Bölgede huzur için Barzani’ye müdahale edilmeli

İhsan Sefa

İhsan Sefa

Site Yazarı

A+ A-

Büyük Ortadoğu Projesi'nin (BOP) Suriye ayağında tıkanan ABD, Irak’da elde ettiği kazanımını bir adım daha ileri götürerek buradan yürüme çabasına girmiştir. Bu maksatla da Barzani’nin kulağına şunu fısıldamış olmalı: Referandum yap bağımsızlığını ilan et , bu arada petrol denizi üzerindeki Kerkük’ü de sınırlarına kat”

ABD orada kurduracağı kukla devlet sayesinde istediği kadar üs açacak ve asker bulundurma imkanına kavuşacaktır. Kukla devlete yığacağı asker ve silahla bölgeye yerleşerek BOP’un tıkanan ayağını açabileceği hesabındadır.

Her ne kadar ABD resmi açıklamalarında dünya kamuoyunu yanıltmak için 'şimdilik erken' vs. deniliyor ise de el altından Barzani’ye destek verildiği ortadadır. Resmi olmayan Amerikan ağızlarına, yani yazarlar, çizerler ve eski bürokratlarına sık sık basın beyanatlar verdirilerek, dünya kamu oyunda Barzani haklı gösterilmeye çalışılmaktadır. İsrail zaten açıktan destek vermektedir.

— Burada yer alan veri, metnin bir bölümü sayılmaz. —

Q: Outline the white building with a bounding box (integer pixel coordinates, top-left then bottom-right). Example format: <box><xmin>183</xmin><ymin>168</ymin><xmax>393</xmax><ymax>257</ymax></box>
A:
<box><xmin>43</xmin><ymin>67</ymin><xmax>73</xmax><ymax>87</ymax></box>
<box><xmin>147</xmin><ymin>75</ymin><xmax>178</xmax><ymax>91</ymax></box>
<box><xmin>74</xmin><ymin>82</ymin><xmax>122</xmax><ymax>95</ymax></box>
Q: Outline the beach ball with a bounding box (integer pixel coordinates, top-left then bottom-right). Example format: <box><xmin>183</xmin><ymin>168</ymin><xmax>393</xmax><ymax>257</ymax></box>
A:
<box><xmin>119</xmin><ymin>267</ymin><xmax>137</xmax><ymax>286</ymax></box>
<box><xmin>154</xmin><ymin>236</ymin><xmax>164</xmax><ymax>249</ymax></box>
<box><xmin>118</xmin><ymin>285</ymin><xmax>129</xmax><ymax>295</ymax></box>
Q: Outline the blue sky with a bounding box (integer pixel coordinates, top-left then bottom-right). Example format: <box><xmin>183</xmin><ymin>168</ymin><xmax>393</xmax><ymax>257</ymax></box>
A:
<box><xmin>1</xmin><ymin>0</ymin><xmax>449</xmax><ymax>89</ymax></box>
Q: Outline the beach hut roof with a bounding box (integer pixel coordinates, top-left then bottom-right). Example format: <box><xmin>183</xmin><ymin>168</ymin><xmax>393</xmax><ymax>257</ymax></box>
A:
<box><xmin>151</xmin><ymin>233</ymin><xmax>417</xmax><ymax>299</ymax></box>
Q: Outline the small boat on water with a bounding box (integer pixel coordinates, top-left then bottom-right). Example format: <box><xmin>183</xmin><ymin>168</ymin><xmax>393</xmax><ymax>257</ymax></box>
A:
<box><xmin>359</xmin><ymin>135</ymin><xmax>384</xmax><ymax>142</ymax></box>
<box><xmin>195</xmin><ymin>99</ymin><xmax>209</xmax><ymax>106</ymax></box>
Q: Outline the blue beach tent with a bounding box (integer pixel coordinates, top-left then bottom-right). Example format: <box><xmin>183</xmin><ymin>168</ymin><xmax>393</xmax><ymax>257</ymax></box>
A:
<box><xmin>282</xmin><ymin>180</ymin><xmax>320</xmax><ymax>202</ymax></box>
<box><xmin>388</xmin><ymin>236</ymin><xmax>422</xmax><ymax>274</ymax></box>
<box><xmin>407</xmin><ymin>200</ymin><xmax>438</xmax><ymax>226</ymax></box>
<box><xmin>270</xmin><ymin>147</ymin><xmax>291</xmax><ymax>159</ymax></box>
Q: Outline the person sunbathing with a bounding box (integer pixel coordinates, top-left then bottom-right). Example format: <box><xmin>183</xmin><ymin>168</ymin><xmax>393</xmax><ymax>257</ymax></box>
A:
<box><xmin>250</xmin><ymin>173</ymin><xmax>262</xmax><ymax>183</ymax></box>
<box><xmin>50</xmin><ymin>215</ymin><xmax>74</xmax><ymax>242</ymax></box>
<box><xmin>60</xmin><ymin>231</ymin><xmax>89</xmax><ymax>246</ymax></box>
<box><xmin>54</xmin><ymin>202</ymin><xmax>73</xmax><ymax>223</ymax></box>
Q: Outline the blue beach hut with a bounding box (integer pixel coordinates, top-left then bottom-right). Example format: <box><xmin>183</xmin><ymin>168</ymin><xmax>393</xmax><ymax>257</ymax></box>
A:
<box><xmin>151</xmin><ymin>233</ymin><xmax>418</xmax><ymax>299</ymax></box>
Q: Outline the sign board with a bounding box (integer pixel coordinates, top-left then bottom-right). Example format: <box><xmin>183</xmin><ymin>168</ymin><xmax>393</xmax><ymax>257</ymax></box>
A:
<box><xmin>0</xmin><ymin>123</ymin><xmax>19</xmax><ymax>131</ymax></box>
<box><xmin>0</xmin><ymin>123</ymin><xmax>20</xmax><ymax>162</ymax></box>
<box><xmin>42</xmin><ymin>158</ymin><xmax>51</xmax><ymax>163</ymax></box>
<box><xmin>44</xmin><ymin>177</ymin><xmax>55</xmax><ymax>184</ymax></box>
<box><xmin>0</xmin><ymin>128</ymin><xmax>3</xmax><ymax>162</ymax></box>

Kısacası ABD ve İsrail desteğini arkasına almadan Barzani böyle bir çılgınlığa girişemezdi.

Barzani ile başlatılacak Irak'ın bölünme yangını Türkiye başta olmak üzere tüm bölge ülkelerine yansıyacaktır. ABD piyonu ikinci bir İsrail bölge ülkelerinin başına bela edilecektir. Bu arada bin yıllık Türkmen yurdu Kerkük’ü de sınırları içine almak isteyen Barzani’nin bölgede ikinci bir Türkmen katliamına girişmesi de an meselesidir.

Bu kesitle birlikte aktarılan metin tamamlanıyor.